For deficit reduction contributions to be taken into account for the 2010/11 levy, they must be paid by 31 March 2010 and the trustees must then provide the PPF with certification by 5 p.m. on 9 April 2010.

Block transfers

A full or partial block transfer may serve to reduce a scheme’s levy. In very broad terms, a “full” transfer is one which leaves a scheme with fewer than two members, while a “partial transfer” is one which meets certain materiality tests (e.g. the value of the assets transferred exceeds £1.5m).

For the 2010/11 levy, any full block transfer will need to be made by 31 March 2010, and the trustees will then need to provide the PPF with certification and hard copy documents by 5 p.m. on 30 June 2010.

For the 2011/12 levy, any full or partial block transfer will need to be made and certified by the same deadlines.

D&B ratings – “nationwide” classification

In 2009 Dun & Bradstreet updated its failure score methodology and the insolvency probabilities which it associates with individual failure scores. The new methodology will have an impact on the levy for the first time in 2011/12.

Part of the new methodology involves the introduction of a “nationwide” classification for companies with branches in three or more different regions. Their failure score is to be adjusted to reflect the decreased risk faced by such companies. Trustees or employers who wish to take advantage of the new classification should act quickly to check that D&B hold the correct information on branch locations.

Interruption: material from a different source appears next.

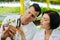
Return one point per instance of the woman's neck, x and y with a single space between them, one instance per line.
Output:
48 31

The deadline for providing information to D&B for failure score purposes, including evidence supporting nationwide status, is 5 p.m. on 30 March 2010.

“Last man standing”

The Annual Return asks for the scheme structure to be certified by reference to two questions, (i) whether there is a requirement or discretion to segregate and (ii) whether it is a centralised scheme for non-associated employers. A couple of points have come to our attention:

(i) it is not always clear whether there is a requirement or discretion to segregate –scheme rules may appear to say there is, but in substance the segregation would not be effective

(ii) those few schemes that were approved under the old discretionary tax regime as “centralised schemes for associated employers” on the basis of permanent community of interest, rather than shareholding or voting control, may for PPF purposes be schemes for “non-associated employers”.